All’impresa di Libia voluta da Giolitti, la Gran Loggia d’Italia aderisce prontamente e lo stesso Grande Oriente – respingendo le accuse di legami preferenziali con il movimento dei Giovani Turchi – esprime il suo appoggio. Ma, osserva Gianmichele Galassi, approvare la campagna libica significa esprimere il proprio consenso alla linea di Giolitti, il che suscita come reazione il riaccendersi della polemica anti-massonica nel Partito Socialista. Campione di questa intransigenza anti-massonica è il leader emergente della sinistra massimalista Mussolini, che riesce a far passare nel Partito Socialista una mozione di espulsione dei massoni.
E siamo alla Grande Guerra: dopo un iniziale dibattito il G.O.I. diventa sostenitore della linea dell’intervento e nel Dopoguerra, col gran maestro Torrigiani cerca di riproporsi come luogo di mediazione tra borghesia e organizzazioni di rappresentanza degli operai.
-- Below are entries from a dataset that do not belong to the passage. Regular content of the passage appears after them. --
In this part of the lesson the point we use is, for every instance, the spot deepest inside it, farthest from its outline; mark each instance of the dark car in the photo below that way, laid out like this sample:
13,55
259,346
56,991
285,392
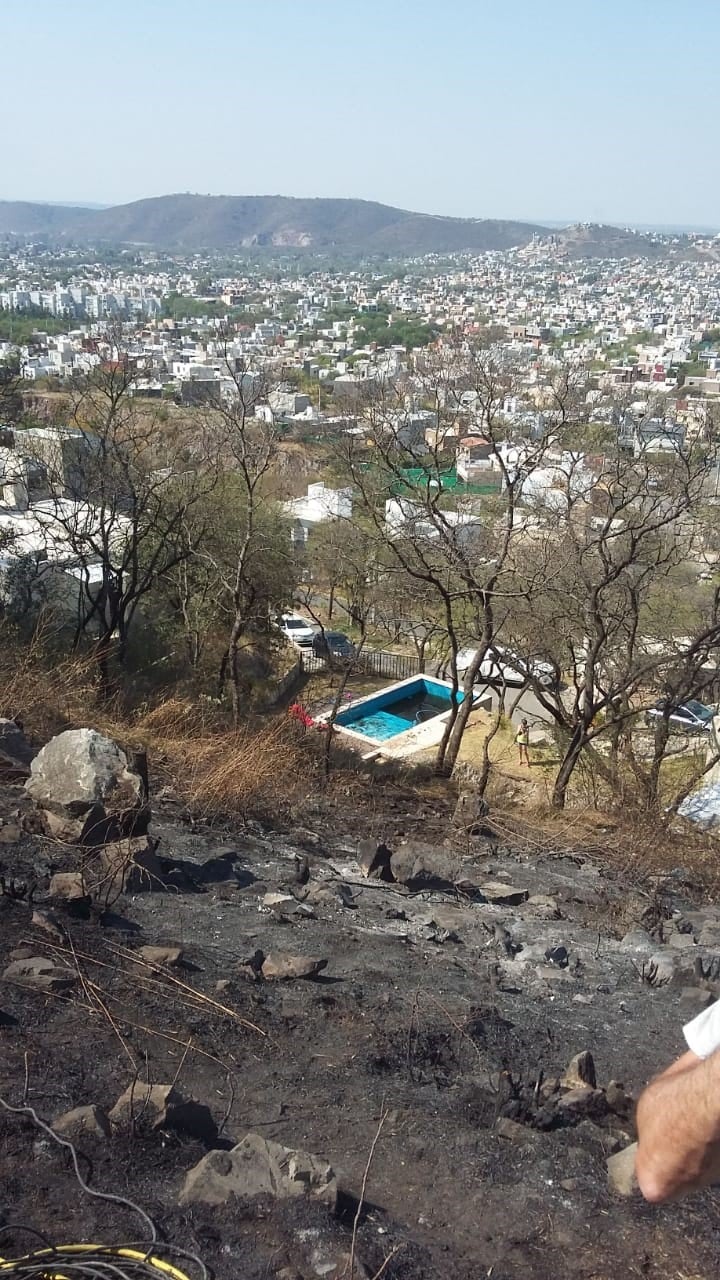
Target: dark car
333,645
689,717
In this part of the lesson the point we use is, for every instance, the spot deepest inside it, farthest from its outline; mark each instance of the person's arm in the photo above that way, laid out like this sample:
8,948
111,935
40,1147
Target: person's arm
678,1123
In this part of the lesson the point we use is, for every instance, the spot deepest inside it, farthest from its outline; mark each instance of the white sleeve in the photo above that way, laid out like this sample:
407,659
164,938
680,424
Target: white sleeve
703,1033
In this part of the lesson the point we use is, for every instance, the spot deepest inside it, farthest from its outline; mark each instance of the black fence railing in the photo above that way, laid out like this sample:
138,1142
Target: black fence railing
370,662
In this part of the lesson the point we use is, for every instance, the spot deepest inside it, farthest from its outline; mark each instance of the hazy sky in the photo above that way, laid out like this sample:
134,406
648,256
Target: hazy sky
596,110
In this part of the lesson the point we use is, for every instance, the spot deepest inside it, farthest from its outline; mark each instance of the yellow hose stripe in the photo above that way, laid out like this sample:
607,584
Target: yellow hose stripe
98,1248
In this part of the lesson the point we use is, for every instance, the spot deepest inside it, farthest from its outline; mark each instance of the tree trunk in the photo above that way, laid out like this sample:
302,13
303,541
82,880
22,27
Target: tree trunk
568,767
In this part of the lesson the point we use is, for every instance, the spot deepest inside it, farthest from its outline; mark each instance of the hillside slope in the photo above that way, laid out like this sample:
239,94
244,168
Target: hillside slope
232,222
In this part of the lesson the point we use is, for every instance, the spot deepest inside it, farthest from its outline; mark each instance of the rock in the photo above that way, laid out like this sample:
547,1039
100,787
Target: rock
68,886
85,789
513,1130
83,1121
621,1176
16,750
502,895
258,1166
469,813
374,860
682,941
543,906
424,867
41,974
45,920
160,1106
580,1072
584,1102
279,965
128,867
162,955
620,1102
696,999
278,900
638,941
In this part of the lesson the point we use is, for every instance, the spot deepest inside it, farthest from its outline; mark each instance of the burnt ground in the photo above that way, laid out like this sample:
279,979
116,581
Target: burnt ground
425,1014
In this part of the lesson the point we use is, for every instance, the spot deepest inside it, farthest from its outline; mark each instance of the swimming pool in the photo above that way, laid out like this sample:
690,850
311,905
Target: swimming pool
399,708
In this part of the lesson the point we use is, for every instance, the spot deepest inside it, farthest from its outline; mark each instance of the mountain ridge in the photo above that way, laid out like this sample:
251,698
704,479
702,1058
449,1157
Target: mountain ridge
195,222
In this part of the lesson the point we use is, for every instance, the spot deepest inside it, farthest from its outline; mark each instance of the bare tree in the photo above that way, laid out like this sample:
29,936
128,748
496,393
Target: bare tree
614,528
121,487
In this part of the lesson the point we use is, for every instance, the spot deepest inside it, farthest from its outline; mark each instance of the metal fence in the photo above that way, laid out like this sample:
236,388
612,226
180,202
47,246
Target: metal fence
370,662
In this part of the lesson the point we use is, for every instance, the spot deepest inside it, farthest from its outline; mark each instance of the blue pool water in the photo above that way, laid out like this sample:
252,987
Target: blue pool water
397,709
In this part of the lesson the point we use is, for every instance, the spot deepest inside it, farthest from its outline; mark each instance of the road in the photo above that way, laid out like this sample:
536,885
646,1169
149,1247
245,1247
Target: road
528,705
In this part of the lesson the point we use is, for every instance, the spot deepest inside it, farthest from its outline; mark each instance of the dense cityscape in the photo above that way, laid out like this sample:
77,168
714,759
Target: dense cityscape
359,641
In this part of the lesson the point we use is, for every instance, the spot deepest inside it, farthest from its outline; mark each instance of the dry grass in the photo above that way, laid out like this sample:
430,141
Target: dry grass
265,769
213,768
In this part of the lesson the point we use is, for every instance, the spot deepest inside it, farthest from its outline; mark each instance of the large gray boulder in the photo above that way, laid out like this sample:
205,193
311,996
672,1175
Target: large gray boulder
422,865
86,790
258,1166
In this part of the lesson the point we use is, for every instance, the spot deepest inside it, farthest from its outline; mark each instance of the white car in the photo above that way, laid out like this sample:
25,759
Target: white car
297,630
504,666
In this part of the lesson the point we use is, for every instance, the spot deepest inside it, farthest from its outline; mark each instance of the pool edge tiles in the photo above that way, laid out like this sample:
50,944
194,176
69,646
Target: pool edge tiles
382,700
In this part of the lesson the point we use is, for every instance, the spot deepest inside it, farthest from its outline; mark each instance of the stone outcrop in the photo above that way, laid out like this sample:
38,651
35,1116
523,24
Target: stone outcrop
258,1166
86,790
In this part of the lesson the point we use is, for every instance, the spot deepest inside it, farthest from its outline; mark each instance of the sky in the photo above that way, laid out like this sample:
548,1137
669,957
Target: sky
579,110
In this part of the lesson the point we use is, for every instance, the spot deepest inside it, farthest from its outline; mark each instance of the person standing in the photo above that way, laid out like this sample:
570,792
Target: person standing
523,740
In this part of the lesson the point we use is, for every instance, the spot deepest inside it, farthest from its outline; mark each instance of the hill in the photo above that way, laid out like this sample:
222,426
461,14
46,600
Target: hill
597,240
238,222
192,223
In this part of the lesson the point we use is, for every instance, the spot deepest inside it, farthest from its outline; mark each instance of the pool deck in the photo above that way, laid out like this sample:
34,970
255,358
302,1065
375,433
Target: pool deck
418,737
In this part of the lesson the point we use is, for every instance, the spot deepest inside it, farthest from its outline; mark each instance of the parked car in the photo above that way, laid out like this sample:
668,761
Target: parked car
502,664
297,630
689,717
333,645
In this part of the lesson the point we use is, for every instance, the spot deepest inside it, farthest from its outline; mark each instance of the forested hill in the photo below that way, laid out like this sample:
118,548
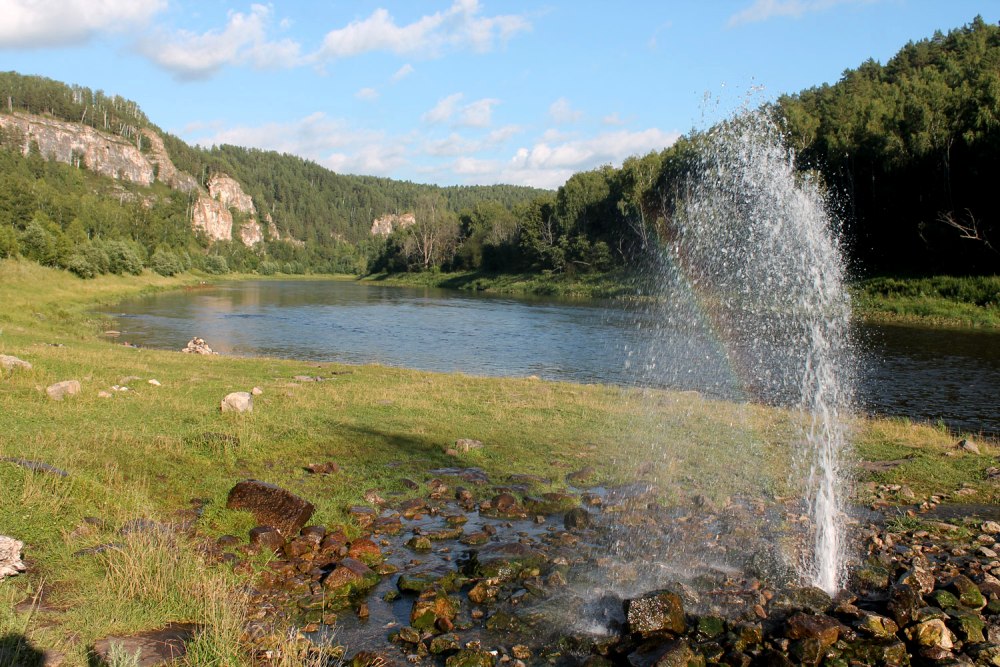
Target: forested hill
331,213
912,149
909,150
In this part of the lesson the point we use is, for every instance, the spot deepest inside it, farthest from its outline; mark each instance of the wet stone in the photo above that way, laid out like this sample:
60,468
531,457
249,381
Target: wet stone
660,611
270,505
265,537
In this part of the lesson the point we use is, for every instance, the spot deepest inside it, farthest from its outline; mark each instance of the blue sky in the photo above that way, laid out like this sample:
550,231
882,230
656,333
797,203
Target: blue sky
457,91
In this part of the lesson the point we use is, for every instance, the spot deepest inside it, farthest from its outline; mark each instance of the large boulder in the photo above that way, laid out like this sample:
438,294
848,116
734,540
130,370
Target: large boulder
659,611
238,401
271,505
60,390
10,557
9,363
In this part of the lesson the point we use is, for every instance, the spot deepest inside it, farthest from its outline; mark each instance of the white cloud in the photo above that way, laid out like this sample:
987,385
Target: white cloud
460,26
563,113
479,113
403,72
762,10
443,110
195,56
547,165
39,24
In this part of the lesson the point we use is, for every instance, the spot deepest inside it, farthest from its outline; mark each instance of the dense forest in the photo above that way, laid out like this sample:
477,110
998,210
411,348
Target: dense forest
908,151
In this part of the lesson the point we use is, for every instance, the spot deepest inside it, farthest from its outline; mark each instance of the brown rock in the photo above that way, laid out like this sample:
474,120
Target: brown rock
266,537
156,647
271,505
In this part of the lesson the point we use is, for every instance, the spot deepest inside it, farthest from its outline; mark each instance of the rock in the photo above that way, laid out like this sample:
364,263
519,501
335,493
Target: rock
325,468
466,445
35,466
471,657
60,390
877,626
904,604
824,629
266,537
198,346
968,446
271,505
969,594
9,363
968,624
659,611
237,401
434,609
932,634
576,519
156,647
350,576
10,557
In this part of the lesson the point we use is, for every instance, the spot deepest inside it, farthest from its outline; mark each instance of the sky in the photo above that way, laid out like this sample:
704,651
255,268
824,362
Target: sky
458,92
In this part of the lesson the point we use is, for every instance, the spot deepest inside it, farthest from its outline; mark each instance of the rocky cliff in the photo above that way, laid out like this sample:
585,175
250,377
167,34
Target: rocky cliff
80,145
387,223
113,156
213,215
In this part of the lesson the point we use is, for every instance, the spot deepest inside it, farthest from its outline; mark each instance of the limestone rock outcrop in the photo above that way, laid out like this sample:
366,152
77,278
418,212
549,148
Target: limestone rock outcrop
388,223
213,215
105,154
166,172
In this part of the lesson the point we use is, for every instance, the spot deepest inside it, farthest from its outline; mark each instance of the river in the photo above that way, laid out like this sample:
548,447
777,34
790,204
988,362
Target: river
938,375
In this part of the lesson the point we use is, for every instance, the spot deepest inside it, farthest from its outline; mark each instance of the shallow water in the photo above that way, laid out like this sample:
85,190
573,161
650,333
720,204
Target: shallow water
946,375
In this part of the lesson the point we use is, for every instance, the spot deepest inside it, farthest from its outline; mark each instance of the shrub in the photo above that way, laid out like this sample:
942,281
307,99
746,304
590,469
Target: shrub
122,258
8,242
165,262
80,265
216,264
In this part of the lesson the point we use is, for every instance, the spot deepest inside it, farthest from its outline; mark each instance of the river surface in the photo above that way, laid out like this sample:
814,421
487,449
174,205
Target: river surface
937,375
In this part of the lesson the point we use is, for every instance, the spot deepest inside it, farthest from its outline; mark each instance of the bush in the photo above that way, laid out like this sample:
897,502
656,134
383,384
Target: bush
80,265
37,244
122,258
8,242
216,264
165,263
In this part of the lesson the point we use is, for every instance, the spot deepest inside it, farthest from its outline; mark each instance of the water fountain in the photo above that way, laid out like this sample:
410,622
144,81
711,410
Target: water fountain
753,271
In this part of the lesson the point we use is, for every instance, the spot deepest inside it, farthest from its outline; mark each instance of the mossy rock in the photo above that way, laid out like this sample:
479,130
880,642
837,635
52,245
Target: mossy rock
471,658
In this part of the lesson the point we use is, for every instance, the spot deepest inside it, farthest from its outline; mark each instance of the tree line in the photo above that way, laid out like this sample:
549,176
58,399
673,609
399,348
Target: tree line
908,152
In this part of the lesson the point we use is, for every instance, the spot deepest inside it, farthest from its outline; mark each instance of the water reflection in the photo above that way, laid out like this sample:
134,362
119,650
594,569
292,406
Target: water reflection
933,374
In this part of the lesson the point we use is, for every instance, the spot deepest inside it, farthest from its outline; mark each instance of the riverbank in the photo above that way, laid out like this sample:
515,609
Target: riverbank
944,301
126,539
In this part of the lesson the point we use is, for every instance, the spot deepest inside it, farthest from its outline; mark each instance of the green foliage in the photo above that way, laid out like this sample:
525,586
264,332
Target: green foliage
165,262
123,257
217,265
8,242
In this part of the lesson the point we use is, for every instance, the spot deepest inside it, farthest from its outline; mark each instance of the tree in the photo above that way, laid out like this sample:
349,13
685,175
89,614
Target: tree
433,237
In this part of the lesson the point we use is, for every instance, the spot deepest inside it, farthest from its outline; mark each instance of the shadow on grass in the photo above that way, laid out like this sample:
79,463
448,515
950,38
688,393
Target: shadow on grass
17,651
407,447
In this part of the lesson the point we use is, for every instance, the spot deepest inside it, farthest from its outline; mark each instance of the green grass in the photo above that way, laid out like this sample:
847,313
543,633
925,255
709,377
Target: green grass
939,300
148,452
594,285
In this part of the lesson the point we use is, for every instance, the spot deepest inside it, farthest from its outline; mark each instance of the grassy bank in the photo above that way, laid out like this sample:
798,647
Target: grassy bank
147,453
938,300
593,286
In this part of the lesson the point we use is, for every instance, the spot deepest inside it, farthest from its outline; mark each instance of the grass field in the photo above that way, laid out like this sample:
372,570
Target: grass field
148,452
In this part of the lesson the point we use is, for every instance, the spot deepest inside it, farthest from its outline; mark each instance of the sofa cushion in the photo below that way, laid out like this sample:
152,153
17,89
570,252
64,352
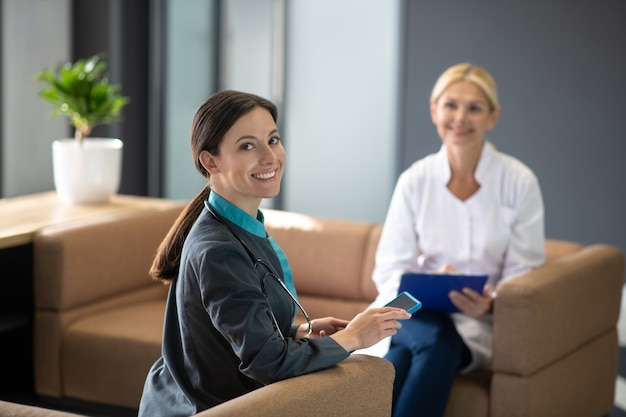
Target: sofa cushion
118,346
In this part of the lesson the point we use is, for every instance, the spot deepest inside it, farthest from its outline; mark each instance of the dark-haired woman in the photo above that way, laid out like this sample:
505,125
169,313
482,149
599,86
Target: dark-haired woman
229,317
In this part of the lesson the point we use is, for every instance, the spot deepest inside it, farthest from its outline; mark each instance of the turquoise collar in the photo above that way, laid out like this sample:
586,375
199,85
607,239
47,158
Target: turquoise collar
234,214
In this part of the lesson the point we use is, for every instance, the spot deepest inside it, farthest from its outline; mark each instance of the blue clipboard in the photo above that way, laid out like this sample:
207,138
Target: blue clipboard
432,288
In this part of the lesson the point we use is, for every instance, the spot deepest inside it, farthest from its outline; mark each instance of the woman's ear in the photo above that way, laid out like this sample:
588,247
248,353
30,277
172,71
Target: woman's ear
209,162
495,115
433,111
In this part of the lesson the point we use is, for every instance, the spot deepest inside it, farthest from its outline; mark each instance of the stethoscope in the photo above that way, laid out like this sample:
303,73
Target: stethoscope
270,272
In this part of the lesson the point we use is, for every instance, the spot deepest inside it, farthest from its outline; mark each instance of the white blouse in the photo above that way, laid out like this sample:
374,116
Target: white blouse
498,231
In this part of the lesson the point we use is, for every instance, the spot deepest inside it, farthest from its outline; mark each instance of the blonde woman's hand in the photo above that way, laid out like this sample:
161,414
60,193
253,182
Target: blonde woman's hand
370,327
472,303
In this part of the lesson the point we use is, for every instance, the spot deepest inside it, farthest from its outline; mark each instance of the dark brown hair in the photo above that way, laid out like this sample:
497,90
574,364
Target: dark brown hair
211,122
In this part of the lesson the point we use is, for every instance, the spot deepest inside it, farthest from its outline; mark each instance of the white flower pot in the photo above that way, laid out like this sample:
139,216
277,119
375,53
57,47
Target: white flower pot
87,173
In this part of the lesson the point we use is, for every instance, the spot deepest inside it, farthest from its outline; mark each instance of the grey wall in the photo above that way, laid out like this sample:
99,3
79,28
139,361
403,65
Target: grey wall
35,35
561,74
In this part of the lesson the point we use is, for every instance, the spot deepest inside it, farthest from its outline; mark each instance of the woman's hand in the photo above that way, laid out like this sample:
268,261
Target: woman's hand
370,327
322,327
472,303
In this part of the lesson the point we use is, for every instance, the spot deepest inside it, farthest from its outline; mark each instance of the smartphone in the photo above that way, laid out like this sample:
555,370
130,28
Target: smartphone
405,301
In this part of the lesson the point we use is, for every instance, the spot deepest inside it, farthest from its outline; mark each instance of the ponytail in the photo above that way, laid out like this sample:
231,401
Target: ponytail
167,260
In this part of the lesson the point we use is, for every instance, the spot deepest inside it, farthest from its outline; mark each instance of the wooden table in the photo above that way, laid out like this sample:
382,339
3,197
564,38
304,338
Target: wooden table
21,217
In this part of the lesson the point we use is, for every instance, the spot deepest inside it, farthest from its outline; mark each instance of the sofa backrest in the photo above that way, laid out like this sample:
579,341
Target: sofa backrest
331,259
87,261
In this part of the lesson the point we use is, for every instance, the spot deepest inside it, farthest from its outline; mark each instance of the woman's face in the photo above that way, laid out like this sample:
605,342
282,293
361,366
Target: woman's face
462,114
250,162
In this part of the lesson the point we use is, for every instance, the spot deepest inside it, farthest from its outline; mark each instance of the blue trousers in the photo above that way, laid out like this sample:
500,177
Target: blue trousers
427,354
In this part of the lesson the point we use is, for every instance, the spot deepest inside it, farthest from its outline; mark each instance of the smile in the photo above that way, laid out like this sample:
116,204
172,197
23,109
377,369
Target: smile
265,176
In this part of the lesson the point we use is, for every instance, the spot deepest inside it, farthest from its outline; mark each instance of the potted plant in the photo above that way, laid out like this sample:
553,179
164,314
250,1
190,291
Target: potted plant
85,171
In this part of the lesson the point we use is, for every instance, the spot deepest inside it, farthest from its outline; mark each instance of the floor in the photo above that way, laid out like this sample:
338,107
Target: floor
620,387
618,411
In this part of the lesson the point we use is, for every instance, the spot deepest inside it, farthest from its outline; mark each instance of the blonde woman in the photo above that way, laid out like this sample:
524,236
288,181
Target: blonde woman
467,208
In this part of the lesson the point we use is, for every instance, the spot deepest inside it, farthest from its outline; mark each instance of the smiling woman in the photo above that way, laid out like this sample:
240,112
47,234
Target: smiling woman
468,209
229,321
250,162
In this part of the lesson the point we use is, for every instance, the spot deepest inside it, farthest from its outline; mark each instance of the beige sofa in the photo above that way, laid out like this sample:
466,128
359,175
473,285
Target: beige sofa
98,322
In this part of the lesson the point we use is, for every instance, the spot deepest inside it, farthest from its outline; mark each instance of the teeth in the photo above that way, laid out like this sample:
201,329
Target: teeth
265,176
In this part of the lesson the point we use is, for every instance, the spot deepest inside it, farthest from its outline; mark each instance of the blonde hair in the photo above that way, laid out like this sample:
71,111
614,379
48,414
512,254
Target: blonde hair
467,72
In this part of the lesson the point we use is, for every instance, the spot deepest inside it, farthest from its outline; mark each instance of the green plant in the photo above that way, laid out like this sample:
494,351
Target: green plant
82,92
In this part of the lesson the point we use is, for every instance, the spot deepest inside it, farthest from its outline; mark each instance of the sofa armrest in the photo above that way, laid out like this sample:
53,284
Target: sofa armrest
359,386
550,312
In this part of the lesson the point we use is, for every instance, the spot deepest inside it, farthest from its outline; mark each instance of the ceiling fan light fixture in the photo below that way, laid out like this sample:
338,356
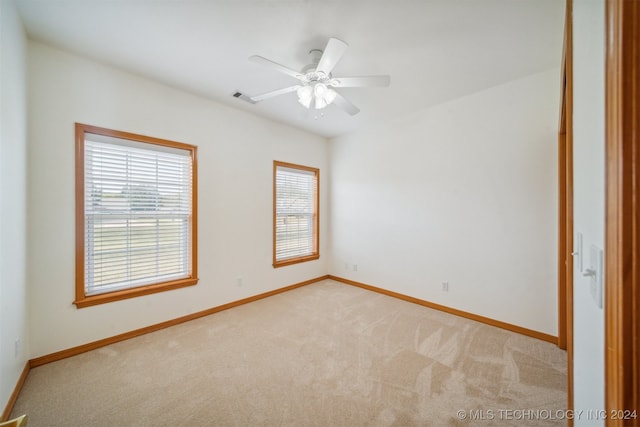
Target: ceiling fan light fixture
305,95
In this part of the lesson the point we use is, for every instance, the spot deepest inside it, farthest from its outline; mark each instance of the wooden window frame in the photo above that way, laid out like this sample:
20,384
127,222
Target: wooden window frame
82,300
316,217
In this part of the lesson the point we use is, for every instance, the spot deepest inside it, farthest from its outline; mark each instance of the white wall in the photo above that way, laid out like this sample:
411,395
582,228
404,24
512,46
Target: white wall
463,193
235,159
589,179
13,207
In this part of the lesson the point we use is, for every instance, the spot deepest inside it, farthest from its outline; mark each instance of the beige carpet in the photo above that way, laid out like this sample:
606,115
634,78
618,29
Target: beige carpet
327,354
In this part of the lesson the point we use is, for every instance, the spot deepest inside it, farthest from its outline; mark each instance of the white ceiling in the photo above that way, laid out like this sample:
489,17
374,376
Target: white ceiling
434,50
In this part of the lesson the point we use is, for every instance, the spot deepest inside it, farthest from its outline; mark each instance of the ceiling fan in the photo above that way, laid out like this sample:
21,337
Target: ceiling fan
317,85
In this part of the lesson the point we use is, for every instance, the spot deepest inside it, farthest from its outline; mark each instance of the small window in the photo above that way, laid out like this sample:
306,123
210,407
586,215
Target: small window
135,215
295,220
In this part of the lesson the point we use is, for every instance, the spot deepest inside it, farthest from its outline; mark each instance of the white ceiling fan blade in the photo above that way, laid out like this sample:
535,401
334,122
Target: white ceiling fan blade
332,53
276,66
344,104
363,81
273,93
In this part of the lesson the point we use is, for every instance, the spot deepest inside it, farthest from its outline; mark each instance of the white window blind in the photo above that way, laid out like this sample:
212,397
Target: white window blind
138,211
295,206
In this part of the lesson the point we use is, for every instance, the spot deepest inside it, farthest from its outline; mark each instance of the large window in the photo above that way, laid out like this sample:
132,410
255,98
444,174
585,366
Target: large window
135,215
296,221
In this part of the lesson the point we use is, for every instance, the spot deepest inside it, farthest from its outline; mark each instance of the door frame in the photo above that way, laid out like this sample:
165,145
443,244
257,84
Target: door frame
622,201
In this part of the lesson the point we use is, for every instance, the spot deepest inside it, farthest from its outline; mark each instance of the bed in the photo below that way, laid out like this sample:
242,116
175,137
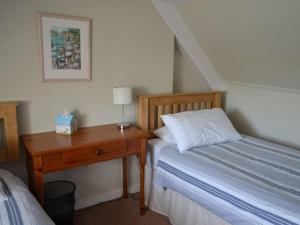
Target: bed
250,181
17,204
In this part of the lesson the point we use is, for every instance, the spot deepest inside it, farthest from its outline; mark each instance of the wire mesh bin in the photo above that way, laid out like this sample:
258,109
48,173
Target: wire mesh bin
59,201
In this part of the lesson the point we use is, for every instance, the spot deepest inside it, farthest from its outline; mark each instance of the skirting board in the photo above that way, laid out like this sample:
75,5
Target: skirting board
103,197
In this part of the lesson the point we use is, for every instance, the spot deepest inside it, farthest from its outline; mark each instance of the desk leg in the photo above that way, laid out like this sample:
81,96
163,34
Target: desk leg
142,175
125,177
38,180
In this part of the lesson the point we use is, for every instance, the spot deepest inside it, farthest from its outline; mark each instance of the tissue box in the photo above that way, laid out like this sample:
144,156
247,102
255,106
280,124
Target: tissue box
66,124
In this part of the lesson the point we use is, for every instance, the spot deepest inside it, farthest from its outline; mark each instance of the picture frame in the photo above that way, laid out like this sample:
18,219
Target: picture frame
65,43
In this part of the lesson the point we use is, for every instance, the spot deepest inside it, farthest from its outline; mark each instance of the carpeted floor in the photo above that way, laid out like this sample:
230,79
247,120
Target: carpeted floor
118,212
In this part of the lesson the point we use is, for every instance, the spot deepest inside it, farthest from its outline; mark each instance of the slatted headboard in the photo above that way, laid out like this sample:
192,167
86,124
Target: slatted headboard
151,107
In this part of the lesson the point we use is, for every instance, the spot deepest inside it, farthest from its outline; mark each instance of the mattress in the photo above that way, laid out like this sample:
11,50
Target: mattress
246,182
17,205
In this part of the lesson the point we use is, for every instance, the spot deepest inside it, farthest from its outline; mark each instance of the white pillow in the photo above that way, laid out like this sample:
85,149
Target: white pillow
164,134
199,128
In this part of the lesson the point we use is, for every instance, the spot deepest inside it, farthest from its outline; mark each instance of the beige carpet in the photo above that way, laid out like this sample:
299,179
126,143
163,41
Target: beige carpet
118,212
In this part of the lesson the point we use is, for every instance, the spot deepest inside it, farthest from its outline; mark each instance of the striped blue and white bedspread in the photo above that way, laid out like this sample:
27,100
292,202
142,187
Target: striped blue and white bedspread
17,205
246,182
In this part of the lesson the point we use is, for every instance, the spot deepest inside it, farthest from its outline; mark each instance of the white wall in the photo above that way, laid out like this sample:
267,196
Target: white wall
187,78
131,45
264,112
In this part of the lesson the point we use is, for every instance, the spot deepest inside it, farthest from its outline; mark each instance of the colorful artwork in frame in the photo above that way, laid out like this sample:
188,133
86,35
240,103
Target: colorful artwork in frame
66,47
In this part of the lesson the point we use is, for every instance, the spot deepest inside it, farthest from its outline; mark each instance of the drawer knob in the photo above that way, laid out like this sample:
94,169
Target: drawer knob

Alle elezioni del 1919 i deputati massoni toscani sono in prevalenza socialisti. Ma nelle elezioni di due anni dopo è sostanziale l’equilibrio tra massoni eletti tra le fila socialiste e radicali e quelli che appartengono ai Blocchi Nazionali (liberali-conservatori-nazionalisti-fascisti).
Alcuni massoni sono attratti dal programma di Piazza Sansepolcro dei Fasci, ma proprio il 1921 rappresenta l’inizio della divergenza tra Grande Oriente e Partito Nazional Fascista. Appena entrato in parlamento Mussolini cerca l’intesa con la Chiesa Cattolica, che saluta come erede della tradizione universale di Roma. L’ostilità verso la Massoneria è direttamente consequenziale a questa intesa. Ma è soprattutto la tendenza di Mussolini a creare un regime autoritario con tendenze totalitarie che segna la sorte della Massoneria (anche di quella zeppa di alti gerarchi fascisti come la Gran Loggia d’Italia…). La legge che nel 1925 reprime la Massoneria nel titolo si propone la “Regolarizzazione delle attività delle associazioni”, vale a dire: l’abolizione della libertà di associazione.